您的当前位置：首页正文

Golang 深度剖析 -- Map的实现原理

来源：易榕旅网

Golang标准库实现了Map容器，在很多业务场景都会用到这个容器，但是使用不当有可能会出现问题，这里我们来探究Map底层到底是如何实现的。

Map的实现在runtime/map.go，首先有这么一段介绍:

// A map is just a hash table. The data is arranged
// into an array of buckets. Each bucket contains up to
// 8 key/elem pairs. The low-order bits of the hash are
// used to select a bucket. Each bucket contains a few
// high-order bits of each hash to distinguish the entries
// within a single bucket.
// If more than 8 keys hash to a bucket, we chain on
// extra buckets.
// When the hashtable grows, we allocate a new array
// of buckets twice as big. Buckets are incrementally
// copied from the old bucket array to the new bucket array

map内部实现是一个哈希表，内部维护了一个buckets数组，每个buckets最多包含8个key-value对，每个key的哈希值的低位是buckets的index,高位会放到bucket中用来区分。如果超过8个元素，便用额外的buckets链在后面，也就是俗称的"拉链法"。当扩容时，会重新分配一个比当前空间大2倍的空间，前一个Buckets里的数据会缓慢复制到新的存储空间中。

map是这样的一个结构：

type hmap struct {
  count     int // 当前大小
  flags     uint8
  B         uint8  // 表示能够容纳  2^B 个 bucket
  noverflow uint16 // 溢出 buckets 的数量
  hash0     uint32 // 哈希种子
  buckets    unsafe.Pointer // buckets 的数组指针 
  oldbuckets unsafe.Pointer // 用于扩容时 的 buckets 数组
  nevacuate  uintptr        // rehash 的进度 
  extra *mapextra // optional fields
}

map 底层是一个 hmap的结构，hmap维护了一个buckets 数组，buckets数组的元素是一个bmap结构，真正的数据存放到bmap中：

// A bucket for a Go map.
type bmap struct {
  // tophash generally contains the top byte of the hash value
  // for each key in this bucket. If tophash[0] < minTopHash,
  // tophash[0] is a bucket evacuation state instead.
  tophash [bucketCnt]uint8   // bucketCnt = 8
}

bmap是一个长度为8的数组，map的key经过hash算法后会被放到bmap中，bmap只存hash value的 top byte，uint8类型表示hash value的高8位，这样的好处是每次查找key的时候不要比较key的每个字符，从而增加查找效率。

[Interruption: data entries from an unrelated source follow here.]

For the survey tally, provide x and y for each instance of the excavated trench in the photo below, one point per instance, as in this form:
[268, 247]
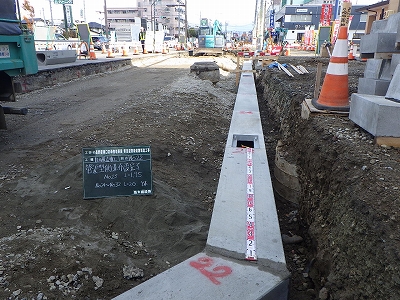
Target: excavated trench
[347, 216]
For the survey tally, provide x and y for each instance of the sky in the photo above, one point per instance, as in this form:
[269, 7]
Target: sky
[237, 15]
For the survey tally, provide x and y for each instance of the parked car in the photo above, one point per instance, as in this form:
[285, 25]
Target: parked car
[170, 41]
[99, 41]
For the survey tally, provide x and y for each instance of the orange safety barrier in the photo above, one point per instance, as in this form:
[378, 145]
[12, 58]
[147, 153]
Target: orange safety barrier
[92, 55]
[109, 54]
[351, 53]
[124, 51]
[335, 88]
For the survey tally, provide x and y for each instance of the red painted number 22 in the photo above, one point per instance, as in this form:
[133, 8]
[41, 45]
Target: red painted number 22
[206, 262]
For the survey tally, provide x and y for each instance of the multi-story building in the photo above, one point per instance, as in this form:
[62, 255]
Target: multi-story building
[161, 15]
[125, 22]
[167, 15]
[297, 19]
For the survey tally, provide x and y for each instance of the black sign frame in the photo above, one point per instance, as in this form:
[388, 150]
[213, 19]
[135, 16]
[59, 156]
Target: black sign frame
[116, 171]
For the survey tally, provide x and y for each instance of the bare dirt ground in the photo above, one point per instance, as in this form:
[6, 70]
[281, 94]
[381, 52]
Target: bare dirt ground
[348, 214]
[55, 245]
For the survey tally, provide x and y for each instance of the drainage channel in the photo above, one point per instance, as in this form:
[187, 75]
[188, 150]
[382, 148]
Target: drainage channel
[243, 257]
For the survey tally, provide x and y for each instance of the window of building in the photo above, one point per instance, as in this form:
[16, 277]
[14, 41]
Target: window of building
[298, 18]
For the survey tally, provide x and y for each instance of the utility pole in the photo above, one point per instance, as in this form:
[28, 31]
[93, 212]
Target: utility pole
[65, 21]
[105, 17]
[51, 13]
[186, 33]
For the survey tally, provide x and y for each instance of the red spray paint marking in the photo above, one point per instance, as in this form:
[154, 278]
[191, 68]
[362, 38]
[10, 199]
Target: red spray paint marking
[243, 112]
[205, 262]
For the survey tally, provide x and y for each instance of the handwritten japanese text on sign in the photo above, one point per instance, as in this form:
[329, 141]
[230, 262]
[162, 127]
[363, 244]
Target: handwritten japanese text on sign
[117, 171]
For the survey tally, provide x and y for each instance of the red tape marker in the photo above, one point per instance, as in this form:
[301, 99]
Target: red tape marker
[250, 213]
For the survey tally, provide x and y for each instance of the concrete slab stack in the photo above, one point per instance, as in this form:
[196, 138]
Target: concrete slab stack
[382, 38]
[376, 106]
[380, 47]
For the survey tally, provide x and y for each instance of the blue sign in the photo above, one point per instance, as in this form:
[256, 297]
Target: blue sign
[271, 18]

在bmap中数据并不是以 keyvaluekeyvalue 的形式存储的，而是通过keykey1value1value2 的形式存储的，这样的好处是更合理的利用空间。避免内存对齐造成空间浪费。

插入数据

插入的函数是mapassign，以下是部分实现：


func mapassign(t *maptype, h *hmap, key unsafe.Pointer) unsafe.Pointer {
  if h == nil {
    panic(plainError("assignment to entry in nil map"))
  }
  if h.flags&hashWriting != 0 { //检测是否竞争读写
    throw("concurrent map writes")
  }
  hash := t.hasher(key, uintptr(h.hash0)) // 计算哈希值
  h.flags ^= hashWriting // 置标记位，表示正在写
  if h.buckets == nil { 
    h.buckets = newobject(t.bucket) // newarray(t.bucket, 1)
  }
again:   // 如果触发 rehash，需要重试
  bucket := hash & bucketMask(h.B)
  if h.growing() {
    growWork(t, h, bucket)
  }
  // 
  b := (*bmap)(unsafe.Pointer(uintptr(h.buckets) + bucket*uintptr(t.bucketsize)))
  top := tophash(hash)
}
bucketloop: 
  for {
    for i := uintptr(0); i < bucketCnt; i++ { //便利 单个 bucket 
      if b.tophash[i] != top {
          if isEmpty(b.tophash[i]) && inserti == nil {
               //如果找到一个 空位置，就直接插入数据，并退出循环
          }
        if b.tophash[i] == emptyRest {
          break bucketloop
        }
        continue
      }
      // 如果找到相同的 key ，那么久覆盖value
      k := add(unsafe.Pointer(b), dataOffset+i*uintptr(t.keysize))
      if t.needkeyupdate() {
        typedmemmove(t.key, k, key)
      }
      elem = add(unsafe.Pointer(b), dataOffset+bucketCnt*uintptr(t.keysize)+i*uintptr(t.elemsize))
      goto done
    }
    ovf := b.overflow(t)
    if ovf == nil {
      break
    }
    b = ovf
  }
  // 判断如果增加元素触发扩容，则重复到原理流程
  if !h.growing() && (overLoadFactor(h.count+1, h.B) || tooManyOverflowBuckets(h.noverflow, h.B)) {
    hashGrow(t, h)
    goto again // Growing the table invalidates everything, so try again
  }
  // 如果所有buckets满了，就重新分配一个
  if inserti == nil {
    newb := h.newoverflow(t, b)
    inserti = &newb.tophash[0]
    insertk = add(unsafe.Pointer(newb), dataOffset)
    elem = add(insertk, bucketCnt*uintptr(t.keysize))
  }

根据源代码，可知对map进行插入会有这么几个步骤:

这里有个细节就是插入数据时只要遇到空位就会进行插入，而不是需要全部遍历一遍判断是否有相同的，这样做的好处就是减少的插入的时间开销，但是删除的时候需要遍历所有的buckets进行删除。

扩容

当map内数据大到一定程度就会触发map的扩容机制，这个机制被称为rehash ，map的扩容受LoadFactor的限制，在map.go中有两个参数来控制，其默认大小为6.5 ：

  // Maximum average load of a bucket that triggers growth is 6.5.
  // Represent as loadFactorNum/loadFactDen, to allow integer math.
  loadFactorNum = 13
  loadFactorDen = 2

map需要扩容的条件是通过overLoadFactor函数判断的：

func overLoadFactor(count int, B uint8) bool {
  return count > bucketCnt && uintptr(count) > loadFactorNum*(bucketShift(B)/loadFactorDen)
}

当 map内数据数量 / bucket 数量大于6.5时，便会触发扩容，扩容函数是hashGrow，下面是部分实现。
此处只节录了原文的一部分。